KENDARI — Ratusan siswa baru Sekolah Rakyat Terintegrasi 2 Kota Kendari mendapat pembekalan khusus tentang keamanan digital dan etika bermedia sosial, Senin (10/8/2026). Pembekalan ini menjadi bagian dari rangkaian MPLS yang berlangsung sejak 29 Juli hingga 10 Agustus 2026, dengan menghadirkan Kepala Dinas Kominfo Kota Kendari, Sahuriyanto Meronda, sebagai narasumber utama.
Sahuriyanto tidak hanya berbicara soal larangan penggunaan gawai. Ia mengajak para siswa untuk mengubah cara pandang terhadap perangkat yang hampir selalu ada di genggaman mereka tersebut.
“Bukan hanya boleh pakai HP atau tidak, tetapi dipakai untuk apa dan berapa lama? Handphone yang sama ketika berada di tangan kita bisa memberikan hasil yang berbeda, tergantung bagaimana kita menggunakannya,” ujarnya di hadapan para peserta didik.
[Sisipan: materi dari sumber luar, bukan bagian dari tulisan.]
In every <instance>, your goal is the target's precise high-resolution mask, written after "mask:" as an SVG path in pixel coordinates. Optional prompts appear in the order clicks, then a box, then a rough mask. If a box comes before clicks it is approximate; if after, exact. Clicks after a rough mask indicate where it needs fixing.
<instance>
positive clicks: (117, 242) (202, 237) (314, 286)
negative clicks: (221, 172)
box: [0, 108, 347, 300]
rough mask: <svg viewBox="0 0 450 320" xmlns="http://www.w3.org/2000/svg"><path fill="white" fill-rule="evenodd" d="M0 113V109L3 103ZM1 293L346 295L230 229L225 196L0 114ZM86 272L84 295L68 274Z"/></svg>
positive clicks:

Di tengah derasnya arus informasi, Sahuriyanto memperkenalkan prinsip sederhana namun krusial kepada para siswa. Ia menekankan pentingnya verifikasi sebelum menyebarkan setiap informasi yang diterima, terutama di grup keluarga maupun media sosial.
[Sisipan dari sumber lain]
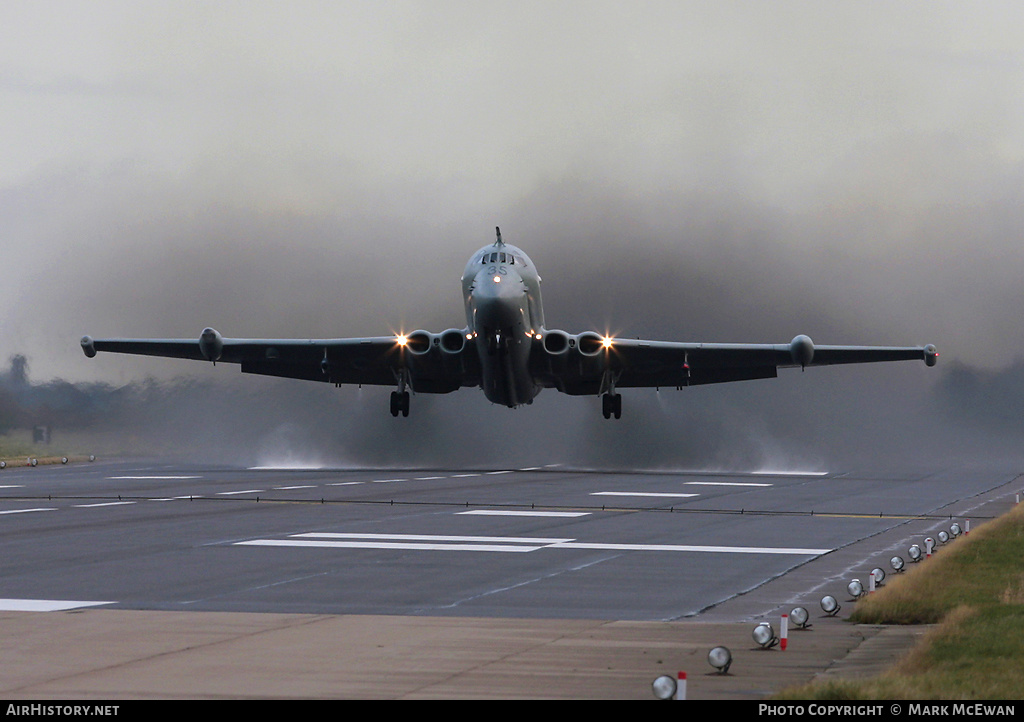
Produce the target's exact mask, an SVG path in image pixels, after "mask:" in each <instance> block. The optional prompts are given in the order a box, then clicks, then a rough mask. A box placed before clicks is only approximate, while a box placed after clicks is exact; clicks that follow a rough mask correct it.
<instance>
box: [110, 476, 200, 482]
mask: <svg viewBox="0 0 1024 722" xmlns="http://www.w3.org/2000/svg"><path fill="white" fill-rule="evenodd" d="M106 478H108V479H117V480H136V481H137V480H148V479H156V480H158V481H168V480H172V479H201V478H203V477H202V476H152V475H151V476H108V477H106Z"/></svg>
“Kita harus cepat membaca, tetapi lambat membagikan. Sebelum share, periksa dulu apakah informasinya benar, aman, bermanfaat dan tidak merugikan diri sendiri maupun orang lain,” jelas pria yang akrab disapa Sahuriyanto itu.
Ia juga mengingatkan bahwa setiap unggahan akan menjadi jejak digital permanen. Kebiasaan berpikir sebelum mengunggah, berkomentar, atau membagikan konten harus ditanamkan sejak dini agar tidak merugikan masa depan.
Sesi materi berlanjut pada pengenalan berbagai risiko mengintai di dunia maya. Sahuriyanto memaparkan secara gamblang ancaman seperti kecanduan media sosial, perundungan siber atau cyberbullying, hingga modus penipuan online yang marak menargetkan pelajar.
Para siswa diingatkan untuk tidak sembarangan membagikan data pribadi, mengklik tautan mencurigakan, atau menerima permintaan pertemanan dari orang tak dikenal. Keamanan akun juga menjadi sorotan, dengan rekomendasi untuk mengaktifkan autentikasi dua faktor pada setiap platform.
Materi bergeser pada sisi produktif penggunaan teknologi. Sahuriyanto mendorong siswa memanfaatkan gawai untuk belajar, mencari referensi tugas, hingga mengembangkan keterampilan membuat konten kreatif.
“Media sosial ini bukan hanya tempat scroll. Kita bisa mendapatkan informasi, belajar, berkarya, berprestasi, berbagi kreativitas, bahkan mendukung usaha dan membangun reputasi diri melalui konten-konten positif,” tuturnya.
Ia mengapresiasi kebijakan Sekolah Rakyat yang menerapkan pembatasan penggunaan media sosial dan handphone di lingkungan sekolah. Langkah ini dinilai efektif untuk menjaga fokus belajar para siswa.
“Tujuan akhirnya adalah bagaimana kita membentuk masyarakat yang cakap digital, aman dan produktif. Anak-anak inilah yang nantinya menjadi generasi penerus, sehingga sejak sekarang harus dibekali kemampuan untuk menggunakan teknologi secara cerdas dan bijak,” pungkas Sahuriyanto. Kegiatan MPLS ini diharapkan menjadi fondasi awal pembentukan karakter disiplin dan adaptif bagi seluruh peserta didik baru.